Hari Minggu IV Adven
Bacaan I: Yesaya 7:10-14
Bacaan II: Roma 1:1-7
Bacaan Injil: Matius 1:18-24
Dahulu kala, lebih dari 1700 tahun silam, seorang pemuda memutuskan untuk menjadi santo, menjadi Orang Kudus. Ia meninggalkan rumahnya, keluarganya dan segala harta miliknya dan pergi menjadi pertapa di padang gurun. Ia berpikir bahwa menjadi pertapa adalah cara yang paling baik untuk menjadi kudus.
Menurut legenda, diceritakan bahwa sesudah ia bertapa bertahun-tahun di padang gurun, Allah berkata kepadanya: Tinggalkan gua pertapaanmu untuk beberapa hari dan pergilah ke sebuah kota yang jauh letaknya. Carilah tukang sepatu di kota itu dan tinggallah bersamanya beberapa saat!!
Pertapa suci itu merasa bingung oleh perintah Allah yang aneh itu, tetapi mentaatinya.

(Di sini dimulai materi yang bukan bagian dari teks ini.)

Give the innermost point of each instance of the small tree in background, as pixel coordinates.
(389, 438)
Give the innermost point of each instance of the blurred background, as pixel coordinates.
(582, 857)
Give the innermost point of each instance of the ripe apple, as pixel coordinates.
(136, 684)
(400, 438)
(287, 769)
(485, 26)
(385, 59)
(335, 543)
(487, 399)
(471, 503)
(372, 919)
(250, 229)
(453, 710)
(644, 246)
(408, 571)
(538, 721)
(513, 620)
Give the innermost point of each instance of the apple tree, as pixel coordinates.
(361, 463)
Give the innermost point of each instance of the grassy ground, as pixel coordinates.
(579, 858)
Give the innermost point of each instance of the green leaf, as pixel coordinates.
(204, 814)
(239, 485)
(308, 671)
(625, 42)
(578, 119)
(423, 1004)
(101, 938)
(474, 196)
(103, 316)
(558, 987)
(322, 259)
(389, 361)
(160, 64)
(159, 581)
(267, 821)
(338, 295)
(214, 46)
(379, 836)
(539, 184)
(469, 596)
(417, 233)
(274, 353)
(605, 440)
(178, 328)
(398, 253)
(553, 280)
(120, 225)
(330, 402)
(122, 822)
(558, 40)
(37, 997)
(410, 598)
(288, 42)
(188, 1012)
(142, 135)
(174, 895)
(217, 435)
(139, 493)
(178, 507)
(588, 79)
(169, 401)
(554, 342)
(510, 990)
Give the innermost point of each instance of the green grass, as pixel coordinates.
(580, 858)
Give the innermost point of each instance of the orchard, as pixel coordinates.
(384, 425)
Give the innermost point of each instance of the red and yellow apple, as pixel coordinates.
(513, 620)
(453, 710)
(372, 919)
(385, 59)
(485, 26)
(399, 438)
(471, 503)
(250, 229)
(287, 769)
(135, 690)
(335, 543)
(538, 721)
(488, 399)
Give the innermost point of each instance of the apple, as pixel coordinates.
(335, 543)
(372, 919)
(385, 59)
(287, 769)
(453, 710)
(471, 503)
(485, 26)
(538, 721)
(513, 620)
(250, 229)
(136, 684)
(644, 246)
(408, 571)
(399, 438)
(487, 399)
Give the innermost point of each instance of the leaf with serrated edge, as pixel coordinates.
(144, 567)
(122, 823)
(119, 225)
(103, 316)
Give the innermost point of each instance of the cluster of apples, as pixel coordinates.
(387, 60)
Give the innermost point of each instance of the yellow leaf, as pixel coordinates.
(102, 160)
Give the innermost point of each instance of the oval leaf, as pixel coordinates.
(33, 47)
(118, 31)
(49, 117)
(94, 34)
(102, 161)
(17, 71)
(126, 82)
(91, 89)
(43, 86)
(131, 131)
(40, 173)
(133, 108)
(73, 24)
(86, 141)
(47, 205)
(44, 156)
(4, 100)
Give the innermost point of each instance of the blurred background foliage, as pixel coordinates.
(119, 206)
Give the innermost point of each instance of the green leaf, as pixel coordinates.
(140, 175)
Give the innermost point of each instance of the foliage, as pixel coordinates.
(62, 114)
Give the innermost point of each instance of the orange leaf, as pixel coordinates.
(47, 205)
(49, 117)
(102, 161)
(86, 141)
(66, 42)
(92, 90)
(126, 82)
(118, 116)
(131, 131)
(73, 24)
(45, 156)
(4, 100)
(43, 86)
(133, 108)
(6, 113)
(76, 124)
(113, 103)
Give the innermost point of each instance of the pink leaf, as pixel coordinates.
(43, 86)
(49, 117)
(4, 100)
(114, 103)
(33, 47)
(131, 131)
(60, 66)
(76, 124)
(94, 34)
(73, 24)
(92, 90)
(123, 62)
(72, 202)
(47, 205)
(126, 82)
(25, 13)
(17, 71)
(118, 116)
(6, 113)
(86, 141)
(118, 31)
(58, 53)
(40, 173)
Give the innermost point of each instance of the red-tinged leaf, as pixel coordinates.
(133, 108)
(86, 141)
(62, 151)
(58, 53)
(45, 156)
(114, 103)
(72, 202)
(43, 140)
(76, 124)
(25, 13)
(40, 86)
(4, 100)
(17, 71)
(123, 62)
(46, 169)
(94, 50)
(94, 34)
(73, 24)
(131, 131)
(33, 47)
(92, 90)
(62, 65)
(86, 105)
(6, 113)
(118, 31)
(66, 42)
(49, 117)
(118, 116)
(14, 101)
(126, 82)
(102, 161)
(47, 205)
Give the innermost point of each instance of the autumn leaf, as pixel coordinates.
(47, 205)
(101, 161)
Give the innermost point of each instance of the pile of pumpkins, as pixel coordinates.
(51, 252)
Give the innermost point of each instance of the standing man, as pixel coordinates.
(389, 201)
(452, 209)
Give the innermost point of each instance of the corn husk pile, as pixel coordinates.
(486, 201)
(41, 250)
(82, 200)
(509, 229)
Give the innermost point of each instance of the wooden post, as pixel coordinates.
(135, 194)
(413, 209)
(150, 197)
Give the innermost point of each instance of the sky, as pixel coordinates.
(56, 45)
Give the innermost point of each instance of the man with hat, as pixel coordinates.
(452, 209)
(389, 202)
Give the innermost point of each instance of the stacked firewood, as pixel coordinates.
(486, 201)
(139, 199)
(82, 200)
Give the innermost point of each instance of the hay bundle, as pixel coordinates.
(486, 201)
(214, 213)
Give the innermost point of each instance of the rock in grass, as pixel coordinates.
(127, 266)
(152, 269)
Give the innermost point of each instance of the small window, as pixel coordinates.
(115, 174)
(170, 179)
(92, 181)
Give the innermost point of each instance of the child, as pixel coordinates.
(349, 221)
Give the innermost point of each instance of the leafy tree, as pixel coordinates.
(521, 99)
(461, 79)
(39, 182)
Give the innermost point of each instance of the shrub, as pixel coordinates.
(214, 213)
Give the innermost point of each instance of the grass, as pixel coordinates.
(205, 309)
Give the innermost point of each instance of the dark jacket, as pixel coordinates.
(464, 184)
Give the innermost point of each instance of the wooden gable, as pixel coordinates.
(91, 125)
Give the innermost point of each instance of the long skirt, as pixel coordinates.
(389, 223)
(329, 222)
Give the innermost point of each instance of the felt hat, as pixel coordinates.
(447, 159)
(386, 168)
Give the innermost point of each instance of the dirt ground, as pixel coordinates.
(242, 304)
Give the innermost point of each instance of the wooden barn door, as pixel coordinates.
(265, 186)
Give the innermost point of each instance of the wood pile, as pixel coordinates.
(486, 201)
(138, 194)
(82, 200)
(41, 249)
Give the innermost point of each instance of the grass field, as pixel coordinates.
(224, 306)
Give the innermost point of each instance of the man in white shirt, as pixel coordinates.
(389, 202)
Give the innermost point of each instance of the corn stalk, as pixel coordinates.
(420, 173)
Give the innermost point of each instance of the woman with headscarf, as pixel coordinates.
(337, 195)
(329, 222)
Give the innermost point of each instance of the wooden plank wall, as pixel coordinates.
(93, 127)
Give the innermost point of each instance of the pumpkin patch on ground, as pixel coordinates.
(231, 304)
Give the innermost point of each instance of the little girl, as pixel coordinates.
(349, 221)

Ia kemudian bertemu dengan tukang sepatu itu dan diterima dengan sangat ramah tamah. Tukang sepatu itu memanggil istrinya. Mereka menyediakan hidangan yang lezat dan tempat tidur yang nyaman. Pertapa itu tinggal bersama keluarga tukang sepatu selama tiga hari tiga malam. Pertapa mengajukan banyak pertanyaan tentang kehidupan mereka. Mereka saling bercerita tentang kehidupan mereka masing-masing dan menjadi teman akrab.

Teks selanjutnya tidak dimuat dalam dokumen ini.